The executive career management team hosted its annual Strategy Saturday event in January, part of a wide array of career resources offered to executive degree students at Georgetown’s McDonough School of Business. Three events — Strategy Saturday, the Recruitment Roundtable held this year on Feb. 15, and the Leadership Forum held in October — are signature programs designed to give students in Georgetown’s Executive MBA (EMBA), Executive Master’s in Leadership, and M.A. in International Business and Policy programs the experience and connections they need to achieve their career aspirations.
At Strategy Saturday, the emphasis was on broadening students’ knowledge of other industries. Small groups of around 10 students cycled from room to room listening to short presentations from over 20 industry leaders, from health care and consulting to the tech industry, learning the details of their industries and companies, along with insights from the panelist’s experiences in the c-suite.
Neil Sumilas (SFS’96, EMBA’17) moderated the Energy, Aerospace and Defense Industry panel, where the conversation centered around the panelists’ experiences with change management, in their own careers and at their companies. The audience heard a range of opinions on how to build a healthy corporate culture and how to integrate smaller companies into that culture.

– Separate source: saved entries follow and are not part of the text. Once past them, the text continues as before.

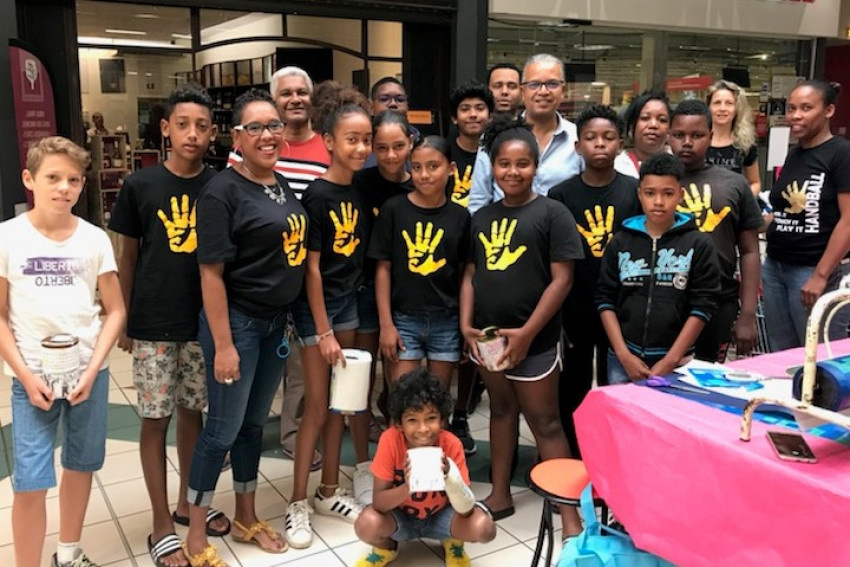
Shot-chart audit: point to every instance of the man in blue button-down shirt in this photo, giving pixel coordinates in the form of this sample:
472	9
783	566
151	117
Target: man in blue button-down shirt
542	93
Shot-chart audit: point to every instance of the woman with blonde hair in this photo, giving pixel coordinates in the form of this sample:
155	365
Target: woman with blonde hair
733	134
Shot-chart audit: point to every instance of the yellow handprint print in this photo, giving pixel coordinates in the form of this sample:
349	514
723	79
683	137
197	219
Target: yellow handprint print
293	241
796	197
599	230
700	206
180	228
420	252
499	256
462	186
345	242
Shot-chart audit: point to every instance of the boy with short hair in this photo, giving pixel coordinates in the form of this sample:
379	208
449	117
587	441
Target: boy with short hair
53	265
600	199
658	280
418	406
724	207
155	215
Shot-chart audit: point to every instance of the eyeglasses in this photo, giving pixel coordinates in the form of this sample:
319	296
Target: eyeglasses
385	99
535	85
254	129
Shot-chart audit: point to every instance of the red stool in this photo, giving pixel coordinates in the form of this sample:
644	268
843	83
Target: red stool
559	482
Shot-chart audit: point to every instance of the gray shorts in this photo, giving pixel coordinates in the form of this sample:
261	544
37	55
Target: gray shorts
437	526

In this regard, the diversity of professional background experiences was crucial, according to Sumilas. “The value was from hearing from people in different industries about how to handle transitions,” he said.

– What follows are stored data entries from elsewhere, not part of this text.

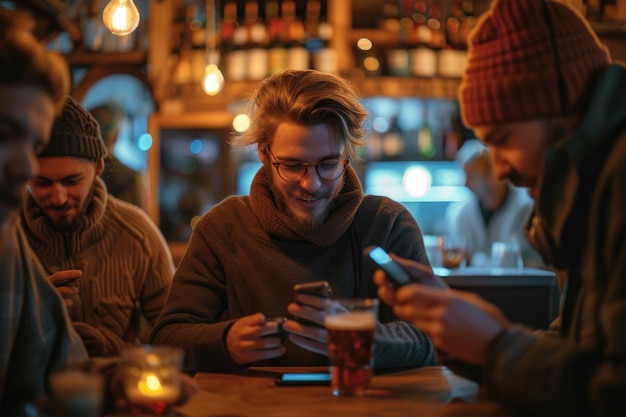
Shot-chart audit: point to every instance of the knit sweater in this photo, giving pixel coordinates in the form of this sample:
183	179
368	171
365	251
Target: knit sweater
126	265
245	255
36	336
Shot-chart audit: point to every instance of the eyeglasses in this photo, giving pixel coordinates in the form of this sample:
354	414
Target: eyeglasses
328	169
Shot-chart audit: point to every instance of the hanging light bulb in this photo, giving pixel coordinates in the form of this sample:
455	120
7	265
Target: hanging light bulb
213	80
121	17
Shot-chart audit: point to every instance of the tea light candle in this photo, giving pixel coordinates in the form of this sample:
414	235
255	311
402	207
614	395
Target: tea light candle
150	389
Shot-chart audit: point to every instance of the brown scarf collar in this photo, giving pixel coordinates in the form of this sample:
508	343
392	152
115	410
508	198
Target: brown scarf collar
277	222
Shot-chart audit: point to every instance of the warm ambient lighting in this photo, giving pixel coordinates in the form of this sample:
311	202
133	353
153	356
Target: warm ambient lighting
121	17
213	80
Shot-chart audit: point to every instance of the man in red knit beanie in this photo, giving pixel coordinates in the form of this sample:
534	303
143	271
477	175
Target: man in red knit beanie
541	91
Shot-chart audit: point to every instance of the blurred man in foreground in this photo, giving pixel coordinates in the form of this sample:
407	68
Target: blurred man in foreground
541	91
36	335
119	259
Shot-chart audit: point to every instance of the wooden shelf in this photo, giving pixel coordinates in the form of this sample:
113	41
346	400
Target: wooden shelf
82	58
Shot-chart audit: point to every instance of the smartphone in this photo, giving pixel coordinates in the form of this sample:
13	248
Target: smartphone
303	378
282	333
66	282
392	268
317	289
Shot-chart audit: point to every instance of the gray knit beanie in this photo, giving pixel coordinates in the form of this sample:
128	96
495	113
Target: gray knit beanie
75	133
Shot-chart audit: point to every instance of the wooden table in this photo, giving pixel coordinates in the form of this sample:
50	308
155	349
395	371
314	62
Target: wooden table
432	391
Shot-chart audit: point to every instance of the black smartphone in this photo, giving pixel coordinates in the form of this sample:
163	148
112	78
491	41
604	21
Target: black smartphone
66	283
303	378
392	268
282	333
317	289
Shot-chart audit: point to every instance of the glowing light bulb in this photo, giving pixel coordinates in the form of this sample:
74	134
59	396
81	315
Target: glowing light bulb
121	17
213	80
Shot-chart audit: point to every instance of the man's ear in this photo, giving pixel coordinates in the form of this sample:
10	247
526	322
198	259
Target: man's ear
99	166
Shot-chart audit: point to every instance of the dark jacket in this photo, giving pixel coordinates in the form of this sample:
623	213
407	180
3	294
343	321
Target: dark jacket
580	227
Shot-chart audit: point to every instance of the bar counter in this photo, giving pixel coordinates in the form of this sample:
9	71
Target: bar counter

For Taha Memon (EMBA’20), the small group format was instrumental to the event’s success. “It’s a smaller room, so you can get more personal, you can get more Q and As out of it, rather than in a room of 200 people,” he said.
Attendees also received contact information for each speaker, which Memon said added to the event’s value as a networking opportunity. That, combined with the breadth of industry experience the speakers brought to the event, contributed to an important opportunity for executive degree students to make connections outside of their own fields.

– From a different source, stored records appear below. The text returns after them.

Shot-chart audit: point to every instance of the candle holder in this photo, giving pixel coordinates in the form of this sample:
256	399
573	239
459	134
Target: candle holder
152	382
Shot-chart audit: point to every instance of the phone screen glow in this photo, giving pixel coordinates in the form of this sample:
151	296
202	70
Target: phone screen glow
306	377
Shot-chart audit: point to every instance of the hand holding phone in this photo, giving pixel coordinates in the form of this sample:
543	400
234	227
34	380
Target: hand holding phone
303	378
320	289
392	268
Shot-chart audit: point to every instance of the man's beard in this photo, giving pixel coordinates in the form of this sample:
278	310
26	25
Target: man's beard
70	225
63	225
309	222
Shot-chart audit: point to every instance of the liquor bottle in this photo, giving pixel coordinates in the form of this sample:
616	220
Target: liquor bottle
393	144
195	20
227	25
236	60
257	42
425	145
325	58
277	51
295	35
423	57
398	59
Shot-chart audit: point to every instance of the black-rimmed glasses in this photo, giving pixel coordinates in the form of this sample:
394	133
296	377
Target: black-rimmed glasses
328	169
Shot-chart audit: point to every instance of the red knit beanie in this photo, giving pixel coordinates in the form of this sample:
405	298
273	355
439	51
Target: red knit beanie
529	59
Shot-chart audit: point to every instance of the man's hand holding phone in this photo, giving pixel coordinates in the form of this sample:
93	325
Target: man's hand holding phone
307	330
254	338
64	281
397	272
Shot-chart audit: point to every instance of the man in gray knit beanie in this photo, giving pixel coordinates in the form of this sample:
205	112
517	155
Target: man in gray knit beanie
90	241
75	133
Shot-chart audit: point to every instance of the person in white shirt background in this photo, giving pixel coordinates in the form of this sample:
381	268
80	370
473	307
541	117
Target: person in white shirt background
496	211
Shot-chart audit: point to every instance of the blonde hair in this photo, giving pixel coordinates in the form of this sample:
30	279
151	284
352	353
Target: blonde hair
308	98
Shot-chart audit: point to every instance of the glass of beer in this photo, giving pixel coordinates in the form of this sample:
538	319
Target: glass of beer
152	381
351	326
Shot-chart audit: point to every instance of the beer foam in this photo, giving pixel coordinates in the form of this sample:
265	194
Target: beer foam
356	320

According to Rajeswari Ramanan, assistant dean of career management for Georgetown’s executive degree programs, the Strategy Saturday speakers benefit as well as the students. Industry leaders get to see the talent pool at Georgetown McDonough for themselves and can explore opportunities to partner with the university.
The Recruitment Roundtable is an ideal follow-up to Strategy Saturday, Ramanan added. The event is more explicitly focused on recruitment: About a third of the Strategy Saturday employers attend, and speakers share open positions and provide employment information. Last year three students were hired as a direct result of the event.
The Leadership Forum focuses on bringing together industry leaders to address high-level management topics. At the most recent forum, leaders discussed issues ranging from how to adapt to the evolving role of technology across all industries to the basic questions of what a leader’s role should be within a company.
Beyond the range of special events for executive degree students, there are a variety of smaller-scale resources available. Students have access to personalized leadership assessments, one-on-one leadership coaching, and in-class lessons.
One objective of an EMBA degree, to Memon, is to gain a wider perspective on the business world than just one’s own industry. “The EMBA to me is a diversification. You’re trying to make sure you’re talking business broadly and are not just stuck in a silo. You’re looking at industries as a whole,” he said. Through Strategy Saturday, other career events, and in the classroom, Georgetown’s executive career management programming is designed to provide just that perspective.